By MARK NOEL
The University of Mary Washington has many great resources on campus for professors and students but there is a more recent resource that has gone unnoticed by most of the UMW community. This resource is called Kanopy streaming and was founded by Olivia Humphrey in 2008.
This website provides students with access to numerous films and documentaries. It is said to be a great resource for students and professors alike.
“Kanopy markets itself as the Netflix for education,” said Robert Flatley.
Mary Washington has not fully purchased this website. Instead, the university’s initial access to Kanopy functions through a pilot program coordinated by VIVA, the Virtual Library of Virginia.
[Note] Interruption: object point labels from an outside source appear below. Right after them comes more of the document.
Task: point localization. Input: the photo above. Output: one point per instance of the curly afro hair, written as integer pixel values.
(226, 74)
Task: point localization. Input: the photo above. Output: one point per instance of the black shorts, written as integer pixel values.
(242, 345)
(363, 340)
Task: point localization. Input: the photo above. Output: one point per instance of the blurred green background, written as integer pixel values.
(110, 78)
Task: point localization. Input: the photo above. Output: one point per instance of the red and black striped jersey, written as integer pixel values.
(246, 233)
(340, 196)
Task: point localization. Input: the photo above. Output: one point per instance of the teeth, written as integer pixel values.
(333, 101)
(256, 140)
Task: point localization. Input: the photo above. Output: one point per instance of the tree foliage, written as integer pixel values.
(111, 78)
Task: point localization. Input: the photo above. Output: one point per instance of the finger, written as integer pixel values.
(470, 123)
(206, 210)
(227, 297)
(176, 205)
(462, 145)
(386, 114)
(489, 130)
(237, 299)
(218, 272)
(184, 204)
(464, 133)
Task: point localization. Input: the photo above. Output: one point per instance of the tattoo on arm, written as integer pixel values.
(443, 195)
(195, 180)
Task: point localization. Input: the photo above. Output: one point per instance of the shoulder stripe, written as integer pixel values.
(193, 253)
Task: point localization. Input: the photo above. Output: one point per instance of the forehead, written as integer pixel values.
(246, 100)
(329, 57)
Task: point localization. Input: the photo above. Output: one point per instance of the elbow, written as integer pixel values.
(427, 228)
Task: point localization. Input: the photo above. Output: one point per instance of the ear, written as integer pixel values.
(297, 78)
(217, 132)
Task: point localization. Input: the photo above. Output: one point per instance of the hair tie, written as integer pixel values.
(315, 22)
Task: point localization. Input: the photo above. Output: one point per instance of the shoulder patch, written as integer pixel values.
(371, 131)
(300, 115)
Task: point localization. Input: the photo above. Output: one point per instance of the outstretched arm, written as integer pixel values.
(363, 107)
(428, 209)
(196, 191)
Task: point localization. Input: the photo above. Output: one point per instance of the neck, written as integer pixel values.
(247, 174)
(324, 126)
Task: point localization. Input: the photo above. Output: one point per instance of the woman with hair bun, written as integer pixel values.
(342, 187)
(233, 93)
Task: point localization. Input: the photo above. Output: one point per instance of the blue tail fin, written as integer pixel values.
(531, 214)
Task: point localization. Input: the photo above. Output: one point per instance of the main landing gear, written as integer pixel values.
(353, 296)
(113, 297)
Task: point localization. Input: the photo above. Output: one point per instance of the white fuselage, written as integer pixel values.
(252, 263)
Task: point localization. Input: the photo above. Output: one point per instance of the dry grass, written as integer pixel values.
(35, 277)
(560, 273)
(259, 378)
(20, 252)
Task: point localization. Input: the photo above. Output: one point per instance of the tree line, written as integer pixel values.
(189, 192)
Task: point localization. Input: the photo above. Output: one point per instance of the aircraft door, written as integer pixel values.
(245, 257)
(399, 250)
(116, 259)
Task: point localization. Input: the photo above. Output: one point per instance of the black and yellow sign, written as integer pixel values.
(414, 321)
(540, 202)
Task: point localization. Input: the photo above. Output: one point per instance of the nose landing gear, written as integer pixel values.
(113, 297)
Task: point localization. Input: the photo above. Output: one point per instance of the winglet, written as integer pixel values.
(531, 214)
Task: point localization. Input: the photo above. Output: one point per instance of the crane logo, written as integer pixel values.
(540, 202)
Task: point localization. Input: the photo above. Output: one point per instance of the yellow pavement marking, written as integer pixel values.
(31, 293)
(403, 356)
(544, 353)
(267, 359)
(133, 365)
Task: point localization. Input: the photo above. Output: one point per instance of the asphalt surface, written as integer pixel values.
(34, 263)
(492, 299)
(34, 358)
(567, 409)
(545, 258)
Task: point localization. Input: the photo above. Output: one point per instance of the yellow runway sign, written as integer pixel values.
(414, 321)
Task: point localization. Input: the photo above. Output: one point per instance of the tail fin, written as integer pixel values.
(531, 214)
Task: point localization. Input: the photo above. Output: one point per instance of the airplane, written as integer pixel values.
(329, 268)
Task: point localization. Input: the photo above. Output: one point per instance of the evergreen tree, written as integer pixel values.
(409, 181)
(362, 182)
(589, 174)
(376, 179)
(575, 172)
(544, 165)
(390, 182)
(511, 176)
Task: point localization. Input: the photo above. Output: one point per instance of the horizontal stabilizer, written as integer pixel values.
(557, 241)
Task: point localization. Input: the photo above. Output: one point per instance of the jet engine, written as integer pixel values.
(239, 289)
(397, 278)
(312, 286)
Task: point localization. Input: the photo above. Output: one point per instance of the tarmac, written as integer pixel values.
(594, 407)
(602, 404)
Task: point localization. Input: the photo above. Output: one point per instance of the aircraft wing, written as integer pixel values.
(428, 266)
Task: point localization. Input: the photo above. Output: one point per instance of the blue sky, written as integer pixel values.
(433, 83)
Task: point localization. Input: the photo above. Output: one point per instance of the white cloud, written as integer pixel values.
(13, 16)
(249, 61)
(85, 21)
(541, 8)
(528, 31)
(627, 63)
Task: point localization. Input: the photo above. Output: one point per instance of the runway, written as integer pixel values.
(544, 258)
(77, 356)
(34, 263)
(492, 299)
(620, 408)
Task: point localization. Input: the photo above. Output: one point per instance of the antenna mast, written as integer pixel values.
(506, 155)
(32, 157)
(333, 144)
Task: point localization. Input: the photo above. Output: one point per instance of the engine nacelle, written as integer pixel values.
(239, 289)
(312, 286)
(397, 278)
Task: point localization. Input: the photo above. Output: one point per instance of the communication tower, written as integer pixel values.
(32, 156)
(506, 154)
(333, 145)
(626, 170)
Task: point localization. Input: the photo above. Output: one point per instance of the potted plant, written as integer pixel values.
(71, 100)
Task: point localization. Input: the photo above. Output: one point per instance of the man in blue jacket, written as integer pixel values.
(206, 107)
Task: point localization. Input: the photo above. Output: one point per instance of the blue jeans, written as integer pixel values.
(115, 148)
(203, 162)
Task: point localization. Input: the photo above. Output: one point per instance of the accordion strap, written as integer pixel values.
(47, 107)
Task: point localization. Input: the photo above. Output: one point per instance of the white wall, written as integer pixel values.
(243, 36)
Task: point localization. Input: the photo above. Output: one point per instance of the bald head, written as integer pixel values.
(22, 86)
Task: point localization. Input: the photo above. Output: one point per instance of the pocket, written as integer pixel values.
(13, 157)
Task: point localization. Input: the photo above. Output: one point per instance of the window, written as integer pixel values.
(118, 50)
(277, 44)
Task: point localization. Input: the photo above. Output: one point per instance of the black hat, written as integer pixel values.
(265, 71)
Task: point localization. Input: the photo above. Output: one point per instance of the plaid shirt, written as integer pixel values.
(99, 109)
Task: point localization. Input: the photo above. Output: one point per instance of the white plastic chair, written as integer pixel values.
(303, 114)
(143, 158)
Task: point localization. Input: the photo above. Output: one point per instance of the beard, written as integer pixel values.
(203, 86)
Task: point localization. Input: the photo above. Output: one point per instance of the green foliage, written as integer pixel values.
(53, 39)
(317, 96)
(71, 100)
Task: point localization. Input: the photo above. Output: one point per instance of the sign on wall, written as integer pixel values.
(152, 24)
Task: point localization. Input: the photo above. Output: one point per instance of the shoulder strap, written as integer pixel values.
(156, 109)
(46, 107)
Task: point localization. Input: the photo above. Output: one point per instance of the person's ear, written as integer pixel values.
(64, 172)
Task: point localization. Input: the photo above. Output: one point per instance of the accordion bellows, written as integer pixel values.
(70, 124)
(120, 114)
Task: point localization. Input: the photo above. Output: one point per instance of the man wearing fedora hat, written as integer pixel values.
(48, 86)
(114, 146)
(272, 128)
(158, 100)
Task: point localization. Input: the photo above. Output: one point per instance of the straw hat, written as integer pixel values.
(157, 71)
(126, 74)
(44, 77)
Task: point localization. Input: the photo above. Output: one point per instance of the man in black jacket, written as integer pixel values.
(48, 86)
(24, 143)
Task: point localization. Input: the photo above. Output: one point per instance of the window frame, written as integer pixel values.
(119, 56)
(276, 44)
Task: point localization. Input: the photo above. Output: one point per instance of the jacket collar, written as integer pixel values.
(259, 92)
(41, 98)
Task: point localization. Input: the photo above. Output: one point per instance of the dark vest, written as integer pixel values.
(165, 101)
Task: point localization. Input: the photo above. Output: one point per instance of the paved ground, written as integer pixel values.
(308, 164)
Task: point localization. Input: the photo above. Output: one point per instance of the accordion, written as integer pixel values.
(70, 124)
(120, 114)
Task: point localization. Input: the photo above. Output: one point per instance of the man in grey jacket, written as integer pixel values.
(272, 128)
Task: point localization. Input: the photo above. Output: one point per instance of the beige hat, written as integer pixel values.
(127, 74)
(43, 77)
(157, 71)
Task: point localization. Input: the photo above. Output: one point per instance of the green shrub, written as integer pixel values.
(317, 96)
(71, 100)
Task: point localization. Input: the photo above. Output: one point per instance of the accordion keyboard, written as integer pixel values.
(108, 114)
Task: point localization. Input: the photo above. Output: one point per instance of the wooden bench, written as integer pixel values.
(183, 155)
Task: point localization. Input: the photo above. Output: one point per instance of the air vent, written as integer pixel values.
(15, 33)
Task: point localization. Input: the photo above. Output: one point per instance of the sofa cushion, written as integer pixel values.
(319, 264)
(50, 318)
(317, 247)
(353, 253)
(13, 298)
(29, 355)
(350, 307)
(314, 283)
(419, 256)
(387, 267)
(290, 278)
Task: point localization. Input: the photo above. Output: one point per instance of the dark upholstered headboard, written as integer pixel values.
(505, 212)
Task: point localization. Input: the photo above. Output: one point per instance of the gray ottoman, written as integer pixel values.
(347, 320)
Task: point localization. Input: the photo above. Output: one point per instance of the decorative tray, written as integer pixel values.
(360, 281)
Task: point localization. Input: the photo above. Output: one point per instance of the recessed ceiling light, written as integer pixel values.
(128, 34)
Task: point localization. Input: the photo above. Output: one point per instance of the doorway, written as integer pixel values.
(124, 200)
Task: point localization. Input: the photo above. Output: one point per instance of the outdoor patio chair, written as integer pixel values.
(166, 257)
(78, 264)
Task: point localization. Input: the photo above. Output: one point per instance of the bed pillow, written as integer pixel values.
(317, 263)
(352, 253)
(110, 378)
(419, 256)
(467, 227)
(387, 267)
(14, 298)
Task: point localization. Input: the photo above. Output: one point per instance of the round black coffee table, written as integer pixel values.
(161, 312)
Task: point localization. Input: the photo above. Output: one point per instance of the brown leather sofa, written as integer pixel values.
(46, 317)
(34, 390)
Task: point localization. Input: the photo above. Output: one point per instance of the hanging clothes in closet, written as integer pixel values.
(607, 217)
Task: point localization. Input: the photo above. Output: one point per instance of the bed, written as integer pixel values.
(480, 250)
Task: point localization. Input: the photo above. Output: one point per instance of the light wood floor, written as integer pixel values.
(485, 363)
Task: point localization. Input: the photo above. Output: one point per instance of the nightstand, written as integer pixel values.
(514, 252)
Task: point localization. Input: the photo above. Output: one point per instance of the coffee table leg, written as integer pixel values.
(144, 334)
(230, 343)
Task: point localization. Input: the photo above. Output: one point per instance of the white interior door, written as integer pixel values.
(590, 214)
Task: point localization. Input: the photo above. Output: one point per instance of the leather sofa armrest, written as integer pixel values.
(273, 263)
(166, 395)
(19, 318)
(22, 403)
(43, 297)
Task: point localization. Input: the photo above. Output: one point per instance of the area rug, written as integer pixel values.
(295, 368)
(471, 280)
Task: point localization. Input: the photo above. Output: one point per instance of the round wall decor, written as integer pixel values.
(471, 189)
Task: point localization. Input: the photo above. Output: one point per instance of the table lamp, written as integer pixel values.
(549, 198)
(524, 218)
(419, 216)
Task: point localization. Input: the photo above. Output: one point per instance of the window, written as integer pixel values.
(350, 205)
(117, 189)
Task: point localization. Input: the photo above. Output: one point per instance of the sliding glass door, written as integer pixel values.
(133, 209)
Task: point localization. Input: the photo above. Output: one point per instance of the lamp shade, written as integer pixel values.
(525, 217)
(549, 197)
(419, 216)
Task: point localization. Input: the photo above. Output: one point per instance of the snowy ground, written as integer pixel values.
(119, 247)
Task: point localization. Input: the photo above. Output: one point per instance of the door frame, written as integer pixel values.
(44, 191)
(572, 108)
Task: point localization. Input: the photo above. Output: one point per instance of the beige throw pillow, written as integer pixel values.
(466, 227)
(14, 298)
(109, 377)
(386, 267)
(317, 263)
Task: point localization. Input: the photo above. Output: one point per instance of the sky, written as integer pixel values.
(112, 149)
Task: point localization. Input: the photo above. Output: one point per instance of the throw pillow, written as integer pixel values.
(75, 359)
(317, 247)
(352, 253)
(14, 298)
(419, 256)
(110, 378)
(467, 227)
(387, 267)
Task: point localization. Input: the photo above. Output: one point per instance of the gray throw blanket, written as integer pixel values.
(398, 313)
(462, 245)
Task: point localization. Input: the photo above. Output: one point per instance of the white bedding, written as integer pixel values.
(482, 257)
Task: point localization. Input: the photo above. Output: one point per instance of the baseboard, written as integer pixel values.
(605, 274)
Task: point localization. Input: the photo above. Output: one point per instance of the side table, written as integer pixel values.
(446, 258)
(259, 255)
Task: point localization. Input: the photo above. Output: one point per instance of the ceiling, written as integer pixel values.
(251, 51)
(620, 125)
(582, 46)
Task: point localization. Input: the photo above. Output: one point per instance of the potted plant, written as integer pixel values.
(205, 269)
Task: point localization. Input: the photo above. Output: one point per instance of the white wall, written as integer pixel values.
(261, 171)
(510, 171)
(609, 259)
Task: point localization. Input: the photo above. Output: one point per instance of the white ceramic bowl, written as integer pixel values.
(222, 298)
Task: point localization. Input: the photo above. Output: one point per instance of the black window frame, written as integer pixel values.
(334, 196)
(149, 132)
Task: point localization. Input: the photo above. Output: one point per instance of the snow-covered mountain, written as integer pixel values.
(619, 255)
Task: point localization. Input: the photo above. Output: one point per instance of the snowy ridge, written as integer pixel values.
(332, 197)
“VIVA is a coordinated effort of all the academic libraries in Virginia, public and private, and we benefit greatly from VIVA,” said Mary Washington librarian, Rosemary Arneson.
UMW library is able to own the rights to streaming a film when it has been accessed a certain amount of times. Essentially, when a film is viewed multiple times and hits that magic number then students, who have access through their institution’s public or private library, are able to stream the video.
“VIVA has allocated a certain amount for each library to allow us to try out this service,” says Arneson. “If we go over that amount, then the UMW Libraries will start paying for those films that are viewed enough to trigger a purchase.”
Though Kanopy streaming is a mystery to many, there are some people on campus who know about it and find it to be useful. English professors, Teresa Kennedy and Jon Pineda, both enjoy this tool. Kennedy said that she finds it hard to navigate the streaming website at times. Pineda analyzed Kanopy for the academic potential it has.
“I’m interested in how narratives are constructed, whether it’s fiction or creative nonfiction, and Kanopy seems like it will be a great resource for creative writing students, especially those in senior capstone seminars,” said Pineda.
Students who have used Kanopy before, have only had positive things to say about it.
“I didn’t know about Kanopy at first until I heard a friend ask about it in class but [then] I decided to check it out and I actually really like it,” said senior David Mercer. “This may be a great resource for our campus, however, we need to get more people on campus familiar with Kanopy.”